The Little Princesses: The extraordinary story of the Queen's childhood by her Nanny
'A unique insight into the isolated childhood of the future queen and her sister' YOU MAGAZINE, THE DAILY MAIL
The touching and ground-breaking stories of the Queen and Princess Margaret's childhoods told by their nanny, Marion Crawford. With a foreword by former BBC Royal Correspondent Jennie Bond, Marion reveals the royal family's life before The Crown .
Now, more than ever, the Royal Family's private lives are the stuff of soap opera and it seems anyone who comes into contact with them sells their story to the magazines or to the newspapers.
Marion Crawford, 'Crawfie', as she was known to the Queen and Princess Margaret, became governess to the children of the Duke and Duchess of York in the early 1930s, little suspecting she was nurturing her future Queen.

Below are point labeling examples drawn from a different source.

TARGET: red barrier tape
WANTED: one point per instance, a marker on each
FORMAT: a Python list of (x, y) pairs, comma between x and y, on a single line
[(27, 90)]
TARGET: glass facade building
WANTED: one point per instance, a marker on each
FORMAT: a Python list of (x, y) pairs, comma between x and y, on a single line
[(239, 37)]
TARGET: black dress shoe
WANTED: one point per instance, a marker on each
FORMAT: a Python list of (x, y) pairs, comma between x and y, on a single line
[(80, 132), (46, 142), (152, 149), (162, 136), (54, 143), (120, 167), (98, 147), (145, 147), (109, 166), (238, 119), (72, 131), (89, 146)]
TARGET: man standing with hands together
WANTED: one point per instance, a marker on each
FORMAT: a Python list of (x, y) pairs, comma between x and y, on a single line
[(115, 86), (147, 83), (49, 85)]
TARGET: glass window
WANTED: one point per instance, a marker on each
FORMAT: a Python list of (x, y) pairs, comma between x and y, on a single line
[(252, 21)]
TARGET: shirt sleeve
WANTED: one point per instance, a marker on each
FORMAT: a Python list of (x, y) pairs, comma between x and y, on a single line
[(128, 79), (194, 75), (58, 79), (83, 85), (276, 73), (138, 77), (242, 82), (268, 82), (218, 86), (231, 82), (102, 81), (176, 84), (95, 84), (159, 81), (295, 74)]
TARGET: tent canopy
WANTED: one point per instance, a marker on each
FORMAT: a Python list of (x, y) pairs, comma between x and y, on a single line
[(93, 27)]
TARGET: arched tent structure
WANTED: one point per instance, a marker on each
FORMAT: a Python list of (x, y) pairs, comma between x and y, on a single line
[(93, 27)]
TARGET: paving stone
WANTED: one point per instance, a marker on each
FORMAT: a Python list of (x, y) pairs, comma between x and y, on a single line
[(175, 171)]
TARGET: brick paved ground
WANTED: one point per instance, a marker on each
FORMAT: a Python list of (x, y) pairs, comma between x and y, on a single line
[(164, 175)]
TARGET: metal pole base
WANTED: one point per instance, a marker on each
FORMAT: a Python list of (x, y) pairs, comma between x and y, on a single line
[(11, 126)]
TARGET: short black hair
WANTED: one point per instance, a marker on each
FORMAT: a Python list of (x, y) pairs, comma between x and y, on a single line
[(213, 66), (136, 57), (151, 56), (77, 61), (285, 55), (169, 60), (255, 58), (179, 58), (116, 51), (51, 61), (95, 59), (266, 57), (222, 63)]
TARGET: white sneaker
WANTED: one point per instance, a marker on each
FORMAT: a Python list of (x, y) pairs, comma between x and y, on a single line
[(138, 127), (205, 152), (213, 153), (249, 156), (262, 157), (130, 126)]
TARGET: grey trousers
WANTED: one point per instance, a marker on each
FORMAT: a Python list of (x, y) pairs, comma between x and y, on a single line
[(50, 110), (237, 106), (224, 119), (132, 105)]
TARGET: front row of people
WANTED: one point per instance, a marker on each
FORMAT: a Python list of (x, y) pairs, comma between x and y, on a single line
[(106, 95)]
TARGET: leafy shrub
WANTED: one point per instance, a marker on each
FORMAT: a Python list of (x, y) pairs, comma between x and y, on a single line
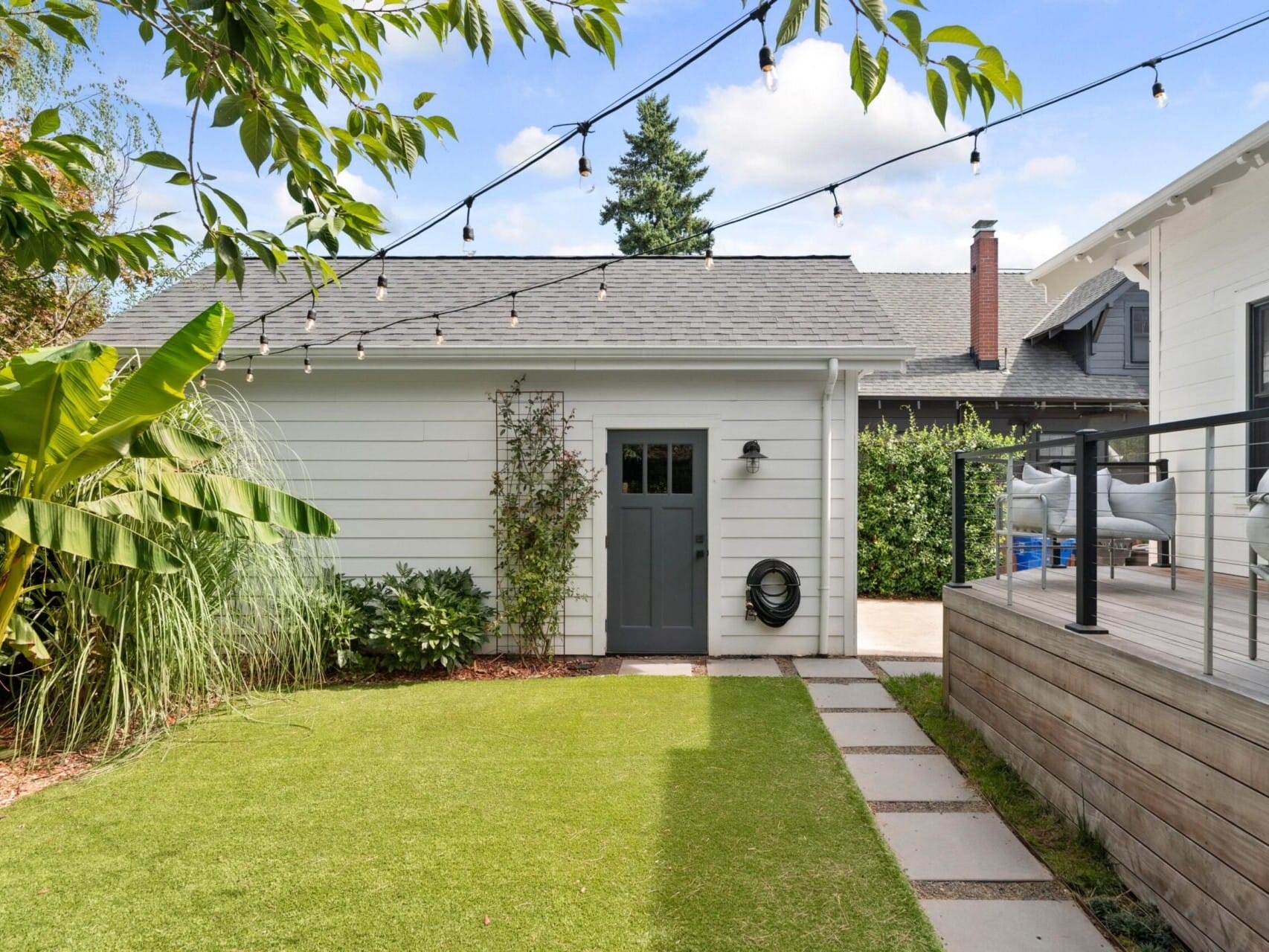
[(905, 506), (408, 621)]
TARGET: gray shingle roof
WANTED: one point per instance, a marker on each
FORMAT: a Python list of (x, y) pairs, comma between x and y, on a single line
[(933, 312), (765, 303), (1082, 298)]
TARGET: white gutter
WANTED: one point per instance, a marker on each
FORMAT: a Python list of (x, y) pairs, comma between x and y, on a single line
[(830, 384), (573, 357), (1123, 242)]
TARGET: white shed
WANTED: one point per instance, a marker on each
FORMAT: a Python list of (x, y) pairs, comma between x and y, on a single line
[(673, 372)]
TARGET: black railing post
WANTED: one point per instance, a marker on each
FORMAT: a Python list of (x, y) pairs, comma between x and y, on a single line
[(958, 522), (1087, 535), (1165, 549)]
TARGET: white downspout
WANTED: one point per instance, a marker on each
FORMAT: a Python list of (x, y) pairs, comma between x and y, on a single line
[(830, 384)]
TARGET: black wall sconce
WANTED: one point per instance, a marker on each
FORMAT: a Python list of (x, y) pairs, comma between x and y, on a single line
[(751, 454)]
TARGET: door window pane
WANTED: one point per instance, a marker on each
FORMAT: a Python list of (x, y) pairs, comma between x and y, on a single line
[(681, 466), (659, 469), (632, 469)]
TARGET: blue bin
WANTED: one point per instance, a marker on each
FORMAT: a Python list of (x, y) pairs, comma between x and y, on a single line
[(1028, 553)]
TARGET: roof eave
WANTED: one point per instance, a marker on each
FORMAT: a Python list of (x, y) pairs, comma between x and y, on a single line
[(568, 357), (1121, 242)]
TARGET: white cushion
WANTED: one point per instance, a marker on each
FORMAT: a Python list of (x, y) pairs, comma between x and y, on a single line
[(1123, 527), (1151, 503), (1028, 512)]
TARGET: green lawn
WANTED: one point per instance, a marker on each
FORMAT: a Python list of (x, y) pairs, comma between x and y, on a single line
[(576, 814)]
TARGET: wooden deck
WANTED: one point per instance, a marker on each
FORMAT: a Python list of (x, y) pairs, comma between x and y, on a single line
[(1145, 616), (1123, 731)]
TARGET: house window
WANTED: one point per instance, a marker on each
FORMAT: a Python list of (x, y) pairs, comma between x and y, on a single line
[(1139, 335)]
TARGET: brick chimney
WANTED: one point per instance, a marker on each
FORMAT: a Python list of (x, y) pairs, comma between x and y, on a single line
[(985, 298)]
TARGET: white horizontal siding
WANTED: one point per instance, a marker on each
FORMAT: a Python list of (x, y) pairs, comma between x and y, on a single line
[(1212, 260), (404, 463)]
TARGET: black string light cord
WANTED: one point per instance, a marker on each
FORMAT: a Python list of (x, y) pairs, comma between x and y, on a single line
[(794, 199), (579, 129)]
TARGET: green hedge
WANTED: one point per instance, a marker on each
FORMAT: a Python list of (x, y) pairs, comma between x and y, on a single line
[(905, 506)]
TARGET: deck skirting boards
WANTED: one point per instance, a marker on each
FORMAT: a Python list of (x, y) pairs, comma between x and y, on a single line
[(1172, 772)]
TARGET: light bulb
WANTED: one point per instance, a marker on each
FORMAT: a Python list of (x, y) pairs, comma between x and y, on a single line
[(767, 62)]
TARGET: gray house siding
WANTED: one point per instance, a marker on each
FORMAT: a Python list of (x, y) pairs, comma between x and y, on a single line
[(1109, 353)]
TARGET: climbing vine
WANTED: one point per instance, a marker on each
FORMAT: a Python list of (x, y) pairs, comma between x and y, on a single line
[(542, 494)]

Beginning at the quiet family home in Piccadilly and ending with the birth of Prince Charles at Buckingham Palace in 1948, Crawfie tells how she brought the princesses up to be 'Royal' whilst also exposing them to the ordinary world of underground trains, buses and swimming lessons.
THE LITTLE PRINCESSES was published in 1950 to a furore we cannot imagine today. Crawfie was demonised by the press, and the Queen Mother - who had been a great friend and who had, Crawfie maintained, given her permission to write the account - never spoke to her again.